Some big technology stocks took a beating: Amazon.com (AMZN) fell 3.2%, Netflix (NFLX) fell 4.9%, Microsoft (MSFT) lost 2.8%, Facebook (FB) declined 4.6%, and Tesla Motors (TSLA) dropped 5.9%. Some smaller names were hit even harder, with Firefly (FEYE), Splunk (SPLK) and Yelp (YELP) down 8.2%, 5.6% and 6.9%, respectively.
Additionally, biotech stocks were weak, with the iShares Nasdaq Biotechnology (IBB) losing 4%.
The focus of the day was on the jobs report. The economy added 192,000 jobs in March, slightly lower than the prediction of 200,000, but both January and February reports were revised higher.
Bond prices rose with the benchmark 10-year note up 17/32. Its yield fell to 2.726%. And gold futures were up 1.5% to settle at $1,303.20 per ounce.
At Friday’s close, the Dow Jones Industrial Average was off 160 points at 16,413, the S&P 500 fell 24 points to 1,865, and the Nasdaq was pummeled with a 110-point loss, closing at 4,128. The NYSE primary market traded 781 million shares with total volume of 3.6 billion shares. The Nasdaq crossed 2.6 billion shares. On the Big Board, decliners outpaced advancers by 1.9-to-1, and on the Nasdaq, the ratio was in favor of decliners by 4.9-to-1.

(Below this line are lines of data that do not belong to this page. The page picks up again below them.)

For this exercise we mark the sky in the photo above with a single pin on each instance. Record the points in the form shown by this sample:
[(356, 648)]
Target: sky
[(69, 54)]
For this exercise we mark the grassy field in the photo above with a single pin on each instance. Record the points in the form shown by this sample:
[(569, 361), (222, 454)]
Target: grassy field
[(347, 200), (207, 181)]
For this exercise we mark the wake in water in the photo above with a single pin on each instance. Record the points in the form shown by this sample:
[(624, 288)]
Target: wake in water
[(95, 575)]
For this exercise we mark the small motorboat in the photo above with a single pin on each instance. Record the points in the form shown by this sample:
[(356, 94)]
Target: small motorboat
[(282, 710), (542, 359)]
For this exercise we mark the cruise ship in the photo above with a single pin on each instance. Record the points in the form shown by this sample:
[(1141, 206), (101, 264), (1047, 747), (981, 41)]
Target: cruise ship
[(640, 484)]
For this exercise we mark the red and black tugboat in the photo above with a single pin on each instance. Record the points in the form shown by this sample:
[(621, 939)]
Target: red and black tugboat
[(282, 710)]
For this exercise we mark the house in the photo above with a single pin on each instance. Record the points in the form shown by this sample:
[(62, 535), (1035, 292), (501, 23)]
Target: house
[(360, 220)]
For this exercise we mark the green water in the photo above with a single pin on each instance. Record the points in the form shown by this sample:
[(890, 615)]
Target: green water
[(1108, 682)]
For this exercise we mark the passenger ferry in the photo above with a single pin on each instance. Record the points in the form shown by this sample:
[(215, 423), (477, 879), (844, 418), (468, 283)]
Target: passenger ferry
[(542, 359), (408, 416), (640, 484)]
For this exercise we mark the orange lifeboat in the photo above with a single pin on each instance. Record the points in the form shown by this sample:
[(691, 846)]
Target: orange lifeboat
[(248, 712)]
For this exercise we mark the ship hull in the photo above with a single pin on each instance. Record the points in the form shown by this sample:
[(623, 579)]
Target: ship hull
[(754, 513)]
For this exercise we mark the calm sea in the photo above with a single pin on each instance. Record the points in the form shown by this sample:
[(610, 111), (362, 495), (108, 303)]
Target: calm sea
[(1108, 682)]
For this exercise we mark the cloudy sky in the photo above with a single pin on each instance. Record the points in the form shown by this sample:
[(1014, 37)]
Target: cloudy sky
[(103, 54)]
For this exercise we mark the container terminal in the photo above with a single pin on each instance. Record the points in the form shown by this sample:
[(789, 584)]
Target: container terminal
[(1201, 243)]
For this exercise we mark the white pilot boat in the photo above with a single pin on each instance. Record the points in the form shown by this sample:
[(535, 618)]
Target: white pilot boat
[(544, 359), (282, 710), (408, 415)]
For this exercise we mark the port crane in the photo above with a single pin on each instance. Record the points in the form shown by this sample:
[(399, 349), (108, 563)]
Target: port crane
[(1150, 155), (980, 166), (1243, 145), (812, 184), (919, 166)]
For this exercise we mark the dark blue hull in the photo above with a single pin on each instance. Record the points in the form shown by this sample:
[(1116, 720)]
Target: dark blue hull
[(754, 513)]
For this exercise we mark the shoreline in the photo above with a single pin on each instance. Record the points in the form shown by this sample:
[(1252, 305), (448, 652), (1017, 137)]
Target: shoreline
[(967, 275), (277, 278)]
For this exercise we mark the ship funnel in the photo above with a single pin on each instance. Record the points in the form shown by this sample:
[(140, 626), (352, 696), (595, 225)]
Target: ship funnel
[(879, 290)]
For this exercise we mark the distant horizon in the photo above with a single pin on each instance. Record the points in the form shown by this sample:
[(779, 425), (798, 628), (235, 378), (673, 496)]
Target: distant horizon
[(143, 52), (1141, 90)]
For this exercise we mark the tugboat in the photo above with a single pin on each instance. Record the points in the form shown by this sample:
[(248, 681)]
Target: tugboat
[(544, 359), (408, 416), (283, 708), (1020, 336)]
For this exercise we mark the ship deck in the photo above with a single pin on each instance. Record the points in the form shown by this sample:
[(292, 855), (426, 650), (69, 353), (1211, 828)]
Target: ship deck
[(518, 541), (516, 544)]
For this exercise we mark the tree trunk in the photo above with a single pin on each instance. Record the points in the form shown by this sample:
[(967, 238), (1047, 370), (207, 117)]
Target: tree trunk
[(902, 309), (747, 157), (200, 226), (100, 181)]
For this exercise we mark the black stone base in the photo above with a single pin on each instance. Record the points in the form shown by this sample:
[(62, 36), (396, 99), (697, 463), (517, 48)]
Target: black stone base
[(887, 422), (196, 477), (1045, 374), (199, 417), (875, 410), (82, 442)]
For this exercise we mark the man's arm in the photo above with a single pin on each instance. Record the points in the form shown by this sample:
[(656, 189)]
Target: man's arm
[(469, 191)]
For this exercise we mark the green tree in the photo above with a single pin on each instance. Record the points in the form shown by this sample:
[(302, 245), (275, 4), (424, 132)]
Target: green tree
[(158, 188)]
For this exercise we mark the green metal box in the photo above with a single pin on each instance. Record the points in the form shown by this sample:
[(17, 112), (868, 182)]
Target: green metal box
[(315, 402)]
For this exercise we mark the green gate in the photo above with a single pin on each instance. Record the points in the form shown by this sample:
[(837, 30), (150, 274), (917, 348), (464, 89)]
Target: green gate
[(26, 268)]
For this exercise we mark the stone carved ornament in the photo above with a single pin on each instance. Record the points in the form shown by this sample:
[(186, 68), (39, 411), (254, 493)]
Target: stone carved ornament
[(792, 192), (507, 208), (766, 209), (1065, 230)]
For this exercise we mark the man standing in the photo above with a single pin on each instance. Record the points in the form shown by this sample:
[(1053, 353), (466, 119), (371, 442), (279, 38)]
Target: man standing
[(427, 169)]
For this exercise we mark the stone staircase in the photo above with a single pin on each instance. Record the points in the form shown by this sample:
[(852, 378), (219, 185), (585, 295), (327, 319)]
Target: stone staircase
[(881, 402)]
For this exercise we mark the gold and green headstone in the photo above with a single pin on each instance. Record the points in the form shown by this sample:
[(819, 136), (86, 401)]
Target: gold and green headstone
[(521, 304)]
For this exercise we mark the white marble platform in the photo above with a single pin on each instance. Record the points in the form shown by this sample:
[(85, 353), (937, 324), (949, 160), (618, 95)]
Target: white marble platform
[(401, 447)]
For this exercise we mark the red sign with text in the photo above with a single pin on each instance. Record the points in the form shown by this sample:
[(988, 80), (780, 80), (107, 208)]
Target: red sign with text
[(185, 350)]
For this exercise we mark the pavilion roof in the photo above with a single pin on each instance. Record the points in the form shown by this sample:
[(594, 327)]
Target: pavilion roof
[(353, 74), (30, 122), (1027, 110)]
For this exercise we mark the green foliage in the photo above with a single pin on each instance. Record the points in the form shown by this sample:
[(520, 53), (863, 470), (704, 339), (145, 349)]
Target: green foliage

Friday’s breakdown through the Nasdaq’s 50-day moving average and intermediate trendline was an unexpected negative. It was accompanied by a MACD indicator that is oversold but looks to be headed lower. This seems contrary to all that we’ve said about April typically being one of the best months of the year.
Despite the claim that April is a good time to own stocks, we see a similar pattern in April 2013, when there was a clear break through both the 20-day and 50-day moving averages and a break of the intermediate trendline. MACD was also in an oversold condition.
Last year’s mid-April shakeout of the techs had no influence on the Nasdaq’s long-term advance. In fact, since the April 2013 low, the index has gained roughly 30%.
Conclusion: Adjustments in the prices of high-P/E stocks are normal — even in one of the best months of the year. Despite the temporary heartburn, once the adjustment has been completed, the bull market resumes its advance.
Last year’s round of profit-taking in April is very similar to this year’s adjustment. Despite the break of the intermediate trendline and the 20-day and 50-day moving averages, the bull trend resumed and April 2013 ended with a gain of 1.8%. That shakeout ended on April 18 with a high-volume selling climax, which was very similar to Friday’s sell-off.
It may be just a temporary disappointment that the Dow industrials failed to confirm the new high of the Dow transports. However, the market seldom does what we would like it to do when we would like it to do it. This is why I often caution readers to never buy in anticipation of a positive chart signal. Patience provides rewards.
Friday’s emotional run to the exits caused no real damage to the technical picture of the market, and in fact, has provided us with the opportunity to buy some highly volatile stocks at 10% to 30% below their recent highs. Grab for high-tech bargains. This early April sell-off is a gift to the bulls.